Het geschiedbeeld van de bourgeois berust in feite op verdringing en zelfbedrog. Wat verdrongen wordt, is vooral het natuurlijke en alles wat daarmee wordt geassocieerd: het lichaam, de lagere klassen en vrouwen, in het bijzonder vrouwelijke seksualiteit. Zij zijn lege plekken in het geheugen van de bourgeoisie. Omdat zij dicht bij de natuur zouden staan, behoren zij tot het domein van het onhistorische: een object van de geschiedenis in plaats van subject. Want geschiedenis wordt gemaakt door mannen dankzij hun vermeende intellectuele capaciteiten. Maar in Zola’s romans blijft het verdrongene altijd aanwezig als een duistere dreiging, als bron van een vage angst die de bourgeois ten diepste verontrust. En Zola wist waarover hij sprak. Men zou Les Rougon-Macquart zelfs kunnen omschrijven als zijn eerbetoon aan de goden en monsters van de negentiende eeuw, die ook hem achtervolgden.19
De lagere klassen worden consequent in lichamelijke termen beschreven. De revolutionaire antiheld van Le ventre de Paris, Florent, wordt voortdurend geplaagd door honger. In feite is hij de Honger zelf, dwalend door het labyrint van de Hallen, bedwelmd door de overvloed van de burgerlijke maatschappij. In deze roman, die helemaal over eten en drinken gaat, lijkt zelfs de stad een levend organisme, waarbij de Hallen als spijsverteringskanaal dienen. Waar Florent door honger wordt gedreven, wordt het lot der Macquarts bepaald door hun dorst. Zoals zij alcohol verteren, zo verteert de alcohol henzelf. L’Assommoir eindigt met een lang verslag van de ondergang van Gervaise en haar man Coupeau. Zodra zij naar de fles grijpt, vergeet Gervaise haar werk en geeft zich over aan dagdromen. Geen detail wordt gespaard om de gruwelen van degeneratie, veroorzaakt door alcoholisme, te schilderen. Bovendien wordt verlies van controle in het ene domein altijd gevolgd door verlies van controle in het andere. Gervaise’s zoon Jacques, de tragische held van La bête humaine (1890), is het levende bewijs van de gevolgen van voortschrijdende degeneratie. Vergiftigd door het bloed van generaties dronkaards, wordt hij beheerst door het aangeboren verlangen om vrouwen die zijn seksuele gevoelens opwekken te wurgen; een onwillekeurige aandrang die wordt geactiveerd door een paar glazen sterke drank. In Zola’s geschiedenis worden karakters veelal bepaald door zinnelijke driften en lichamelijke behoeften, die de bourgeois het liefst buiten beeld plaatst.
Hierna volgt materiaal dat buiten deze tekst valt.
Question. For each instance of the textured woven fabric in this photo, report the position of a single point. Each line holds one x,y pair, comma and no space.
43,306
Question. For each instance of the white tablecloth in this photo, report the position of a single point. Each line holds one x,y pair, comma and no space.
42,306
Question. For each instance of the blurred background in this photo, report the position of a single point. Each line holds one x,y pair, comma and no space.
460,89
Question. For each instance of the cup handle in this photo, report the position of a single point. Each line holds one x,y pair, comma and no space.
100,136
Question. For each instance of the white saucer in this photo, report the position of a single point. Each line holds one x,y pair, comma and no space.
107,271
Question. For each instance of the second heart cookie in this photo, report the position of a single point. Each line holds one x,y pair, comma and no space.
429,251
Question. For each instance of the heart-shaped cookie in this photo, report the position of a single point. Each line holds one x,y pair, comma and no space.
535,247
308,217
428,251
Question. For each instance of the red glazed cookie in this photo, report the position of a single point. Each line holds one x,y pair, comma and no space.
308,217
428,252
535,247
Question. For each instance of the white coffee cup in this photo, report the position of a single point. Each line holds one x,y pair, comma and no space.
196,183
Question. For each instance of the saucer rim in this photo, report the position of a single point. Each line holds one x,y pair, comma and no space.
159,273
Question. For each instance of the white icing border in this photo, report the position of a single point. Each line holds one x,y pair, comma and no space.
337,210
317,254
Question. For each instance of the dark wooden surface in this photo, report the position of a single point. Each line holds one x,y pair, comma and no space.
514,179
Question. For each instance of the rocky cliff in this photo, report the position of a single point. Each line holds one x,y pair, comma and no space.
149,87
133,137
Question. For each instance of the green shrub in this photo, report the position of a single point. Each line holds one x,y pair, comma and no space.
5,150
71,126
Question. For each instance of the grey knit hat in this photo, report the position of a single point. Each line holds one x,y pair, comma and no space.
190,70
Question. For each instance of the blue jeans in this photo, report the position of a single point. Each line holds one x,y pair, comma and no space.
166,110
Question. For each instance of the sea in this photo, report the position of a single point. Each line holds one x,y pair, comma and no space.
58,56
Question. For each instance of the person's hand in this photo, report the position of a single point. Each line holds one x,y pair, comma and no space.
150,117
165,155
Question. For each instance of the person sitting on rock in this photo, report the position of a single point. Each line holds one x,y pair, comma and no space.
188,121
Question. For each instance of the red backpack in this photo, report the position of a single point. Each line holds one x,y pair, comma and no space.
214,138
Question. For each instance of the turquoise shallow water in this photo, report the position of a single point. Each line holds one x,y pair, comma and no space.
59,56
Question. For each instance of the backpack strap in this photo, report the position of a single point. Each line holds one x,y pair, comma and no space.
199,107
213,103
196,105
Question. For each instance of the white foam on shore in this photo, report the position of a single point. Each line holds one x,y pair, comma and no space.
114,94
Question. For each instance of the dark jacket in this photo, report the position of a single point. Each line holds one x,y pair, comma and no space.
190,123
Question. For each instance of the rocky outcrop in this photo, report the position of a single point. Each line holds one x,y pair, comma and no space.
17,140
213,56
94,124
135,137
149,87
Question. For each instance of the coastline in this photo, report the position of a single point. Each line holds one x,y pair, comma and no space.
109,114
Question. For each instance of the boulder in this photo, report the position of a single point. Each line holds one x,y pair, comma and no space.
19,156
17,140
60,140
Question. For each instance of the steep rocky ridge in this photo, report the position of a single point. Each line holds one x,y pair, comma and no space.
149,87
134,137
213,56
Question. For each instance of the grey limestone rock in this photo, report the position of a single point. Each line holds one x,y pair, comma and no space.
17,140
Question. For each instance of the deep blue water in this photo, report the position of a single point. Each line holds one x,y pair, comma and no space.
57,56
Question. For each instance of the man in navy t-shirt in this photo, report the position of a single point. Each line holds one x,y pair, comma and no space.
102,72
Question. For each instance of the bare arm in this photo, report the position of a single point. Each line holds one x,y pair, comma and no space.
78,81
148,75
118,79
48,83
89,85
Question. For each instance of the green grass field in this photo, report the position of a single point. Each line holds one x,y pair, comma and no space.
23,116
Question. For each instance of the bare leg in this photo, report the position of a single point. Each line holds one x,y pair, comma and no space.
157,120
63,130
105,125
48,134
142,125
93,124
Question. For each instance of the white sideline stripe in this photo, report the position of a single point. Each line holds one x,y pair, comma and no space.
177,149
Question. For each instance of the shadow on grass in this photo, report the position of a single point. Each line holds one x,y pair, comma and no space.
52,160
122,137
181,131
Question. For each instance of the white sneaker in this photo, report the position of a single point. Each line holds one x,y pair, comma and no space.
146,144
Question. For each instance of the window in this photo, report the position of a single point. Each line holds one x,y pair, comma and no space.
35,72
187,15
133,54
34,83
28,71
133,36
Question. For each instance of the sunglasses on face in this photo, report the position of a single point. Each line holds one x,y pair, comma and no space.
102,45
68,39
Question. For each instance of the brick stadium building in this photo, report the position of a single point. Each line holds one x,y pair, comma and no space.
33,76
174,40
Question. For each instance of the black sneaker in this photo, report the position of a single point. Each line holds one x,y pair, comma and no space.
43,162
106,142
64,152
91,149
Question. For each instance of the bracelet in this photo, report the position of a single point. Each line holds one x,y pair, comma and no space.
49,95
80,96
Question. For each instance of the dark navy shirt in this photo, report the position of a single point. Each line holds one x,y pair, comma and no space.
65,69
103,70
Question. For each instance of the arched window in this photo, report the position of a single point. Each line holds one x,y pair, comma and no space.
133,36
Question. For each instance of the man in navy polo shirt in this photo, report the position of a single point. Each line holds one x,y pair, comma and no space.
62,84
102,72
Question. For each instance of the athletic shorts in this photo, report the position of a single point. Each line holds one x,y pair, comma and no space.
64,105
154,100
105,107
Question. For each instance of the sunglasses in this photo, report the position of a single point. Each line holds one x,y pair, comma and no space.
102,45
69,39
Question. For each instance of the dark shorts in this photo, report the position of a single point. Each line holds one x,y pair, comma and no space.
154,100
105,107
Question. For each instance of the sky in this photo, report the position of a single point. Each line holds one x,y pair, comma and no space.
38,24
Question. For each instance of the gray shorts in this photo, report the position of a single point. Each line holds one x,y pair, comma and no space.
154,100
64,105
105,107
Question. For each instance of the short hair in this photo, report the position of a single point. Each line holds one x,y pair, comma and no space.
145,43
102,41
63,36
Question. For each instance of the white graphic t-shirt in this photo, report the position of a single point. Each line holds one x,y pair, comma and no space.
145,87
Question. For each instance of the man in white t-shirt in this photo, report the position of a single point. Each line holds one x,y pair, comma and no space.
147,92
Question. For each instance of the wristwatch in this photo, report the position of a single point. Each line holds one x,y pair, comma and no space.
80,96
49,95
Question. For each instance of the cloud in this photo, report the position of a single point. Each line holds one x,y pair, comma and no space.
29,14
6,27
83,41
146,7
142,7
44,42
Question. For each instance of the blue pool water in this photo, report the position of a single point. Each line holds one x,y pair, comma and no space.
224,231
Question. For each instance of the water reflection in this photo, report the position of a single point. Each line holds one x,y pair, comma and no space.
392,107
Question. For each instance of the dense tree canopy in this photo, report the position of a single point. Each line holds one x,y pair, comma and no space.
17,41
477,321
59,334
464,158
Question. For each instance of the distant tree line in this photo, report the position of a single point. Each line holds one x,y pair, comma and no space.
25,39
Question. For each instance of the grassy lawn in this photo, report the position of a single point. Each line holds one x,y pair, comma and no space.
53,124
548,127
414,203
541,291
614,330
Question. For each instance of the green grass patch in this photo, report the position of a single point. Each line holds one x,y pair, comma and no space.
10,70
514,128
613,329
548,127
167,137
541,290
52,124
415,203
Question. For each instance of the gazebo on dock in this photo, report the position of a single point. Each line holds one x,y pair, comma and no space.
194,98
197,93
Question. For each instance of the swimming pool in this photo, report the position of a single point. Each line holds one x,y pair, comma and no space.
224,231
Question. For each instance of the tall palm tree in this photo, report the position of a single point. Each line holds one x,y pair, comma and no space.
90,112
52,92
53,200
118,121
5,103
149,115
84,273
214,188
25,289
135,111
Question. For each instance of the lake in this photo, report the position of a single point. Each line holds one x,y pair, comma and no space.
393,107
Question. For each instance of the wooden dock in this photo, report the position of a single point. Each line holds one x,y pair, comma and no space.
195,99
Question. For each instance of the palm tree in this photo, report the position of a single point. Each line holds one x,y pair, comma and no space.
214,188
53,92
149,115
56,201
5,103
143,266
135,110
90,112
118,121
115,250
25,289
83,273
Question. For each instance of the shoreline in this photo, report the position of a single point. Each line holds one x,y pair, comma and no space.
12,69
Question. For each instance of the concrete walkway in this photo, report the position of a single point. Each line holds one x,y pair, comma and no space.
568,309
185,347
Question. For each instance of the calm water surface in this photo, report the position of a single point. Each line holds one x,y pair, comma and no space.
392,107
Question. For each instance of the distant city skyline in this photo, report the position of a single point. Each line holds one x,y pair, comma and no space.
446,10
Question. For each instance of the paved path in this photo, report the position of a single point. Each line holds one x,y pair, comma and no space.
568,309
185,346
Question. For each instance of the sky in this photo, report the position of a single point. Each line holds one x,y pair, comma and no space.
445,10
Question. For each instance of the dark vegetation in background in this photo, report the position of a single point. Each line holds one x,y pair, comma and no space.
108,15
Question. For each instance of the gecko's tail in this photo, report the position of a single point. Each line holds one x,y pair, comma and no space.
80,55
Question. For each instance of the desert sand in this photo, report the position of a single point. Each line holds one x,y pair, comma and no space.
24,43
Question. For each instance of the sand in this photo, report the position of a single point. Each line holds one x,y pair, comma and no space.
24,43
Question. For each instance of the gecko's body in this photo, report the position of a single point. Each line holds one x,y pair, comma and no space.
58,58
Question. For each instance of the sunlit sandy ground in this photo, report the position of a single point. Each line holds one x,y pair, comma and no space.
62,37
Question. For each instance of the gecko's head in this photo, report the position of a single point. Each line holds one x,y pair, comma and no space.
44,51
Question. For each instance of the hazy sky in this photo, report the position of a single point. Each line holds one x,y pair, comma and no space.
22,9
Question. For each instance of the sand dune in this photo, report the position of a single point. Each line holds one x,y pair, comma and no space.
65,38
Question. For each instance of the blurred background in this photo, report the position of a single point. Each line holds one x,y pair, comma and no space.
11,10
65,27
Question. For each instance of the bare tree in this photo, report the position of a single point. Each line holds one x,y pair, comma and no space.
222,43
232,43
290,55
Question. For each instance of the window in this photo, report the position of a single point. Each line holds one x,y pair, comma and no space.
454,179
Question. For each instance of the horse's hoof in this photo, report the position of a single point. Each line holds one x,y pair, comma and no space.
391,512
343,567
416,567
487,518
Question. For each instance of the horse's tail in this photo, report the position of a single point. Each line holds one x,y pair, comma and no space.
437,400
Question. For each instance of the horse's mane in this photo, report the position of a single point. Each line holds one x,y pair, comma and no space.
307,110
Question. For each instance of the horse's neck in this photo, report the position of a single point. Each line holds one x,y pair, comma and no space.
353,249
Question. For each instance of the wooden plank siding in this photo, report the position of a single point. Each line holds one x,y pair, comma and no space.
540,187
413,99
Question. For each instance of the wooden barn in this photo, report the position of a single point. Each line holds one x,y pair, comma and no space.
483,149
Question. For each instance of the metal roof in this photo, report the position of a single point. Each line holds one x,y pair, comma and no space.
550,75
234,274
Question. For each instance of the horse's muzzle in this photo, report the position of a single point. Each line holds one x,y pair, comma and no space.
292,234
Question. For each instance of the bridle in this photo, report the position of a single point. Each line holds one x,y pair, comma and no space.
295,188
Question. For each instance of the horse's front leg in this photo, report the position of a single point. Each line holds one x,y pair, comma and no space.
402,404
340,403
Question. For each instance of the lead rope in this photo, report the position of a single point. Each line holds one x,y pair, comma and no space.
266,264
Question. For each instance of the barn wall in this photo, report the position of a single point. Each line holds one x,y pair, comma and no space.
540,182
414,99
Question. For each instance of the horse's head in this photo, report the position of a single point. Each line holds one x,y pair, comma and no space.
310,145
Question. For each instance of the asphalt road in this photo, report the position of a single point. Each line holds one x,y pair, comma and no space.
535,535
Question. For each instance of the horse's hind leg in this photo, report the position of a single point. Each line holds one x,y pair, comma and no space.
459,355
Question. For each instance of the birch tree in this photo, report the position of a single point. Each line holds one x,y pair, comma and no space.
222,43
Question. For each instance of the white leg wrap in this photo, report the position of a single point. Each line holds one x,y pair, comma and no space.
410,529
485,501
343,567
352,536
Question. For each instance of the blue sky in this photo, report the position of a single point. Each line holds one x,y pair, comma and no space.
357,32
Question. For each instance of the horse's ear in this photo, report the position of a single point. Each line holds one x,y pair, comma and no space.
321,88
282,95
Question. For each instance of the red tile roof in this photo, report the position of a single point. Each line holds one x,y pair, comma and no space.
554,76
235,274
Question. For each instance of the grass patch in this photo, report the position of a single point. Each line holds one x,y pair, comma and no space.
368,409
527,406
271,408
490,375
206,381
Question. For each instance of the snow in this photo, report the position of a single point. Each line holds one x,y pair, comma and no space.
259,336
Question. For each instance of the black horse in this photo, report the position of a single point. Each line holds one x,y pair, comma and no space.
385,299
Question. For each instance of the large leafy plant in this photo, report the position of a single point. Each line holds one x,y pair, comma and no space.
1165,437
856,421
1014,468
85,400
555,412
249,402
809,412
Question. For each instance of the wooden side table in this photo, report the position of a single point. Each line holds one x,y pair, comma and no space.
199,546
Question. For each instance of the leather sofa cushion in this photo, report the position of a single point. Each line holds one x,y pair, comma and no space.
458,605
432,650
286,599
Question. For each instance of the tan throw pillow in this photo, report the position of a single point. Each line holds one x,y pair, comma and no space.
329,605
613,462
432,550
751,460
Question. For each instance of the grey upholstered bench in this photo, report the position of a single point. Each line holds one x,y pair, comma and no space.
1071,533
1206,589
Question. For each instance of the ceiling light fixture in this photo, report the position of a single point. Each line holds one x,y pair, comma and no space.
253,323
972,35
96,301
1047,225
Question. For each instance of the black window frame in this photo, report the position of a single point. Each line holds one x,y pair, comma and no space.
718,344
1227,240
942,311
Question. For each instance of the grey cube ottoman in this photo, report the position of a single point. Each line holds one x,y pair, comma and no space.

Dat geldt zeker voor de mijnwerkers in Germinal. Zij zijn lichaam, want zij hebben niets dan hun lichaam om zich een bestaan te verschaffen en te genieten van het enige plezier dat zij zich kunnen veroorloven: seks. Meer in het algemeen worden de lagere klassen nauw geassocieerd met seksualiteit. Hun promiscuïteit is slechts het meest duidelijke symptoom van hun gebrek aan zelfcontrole en discipline. Omdat zij vooral lichaam zijn, worden zij in hoge mate gedreven door hun instincten. Wanneer hij voor het eerst afdaalt in de mijn, wordt Étienne Lantier, de hoofdfiguur, overmand door primitieve gevoelens van seksuele lust voor Catherine Maheu en een moorddadige agressie jegens zijn rivaal. De mijn zelf, de Voreux, is een levend monster dat mannen verslindt: “een reusachtig gedarmte dat in staat is een heel volk te verteren” (III, 1154). Étienne’s afdaling in de buik van het Beest is als de komst van Lucifer, die het licht verbreidt onder de levende doden in de hoop hen uit de hel te bevrijden. De waarheid omtrent alle sociale misère, die de bourgeoisie liefst ontkent, moet volgens Zola aan het licht treden; dat is de voorwaarde voor een mogelijke wedergeboorte van Frankrijk.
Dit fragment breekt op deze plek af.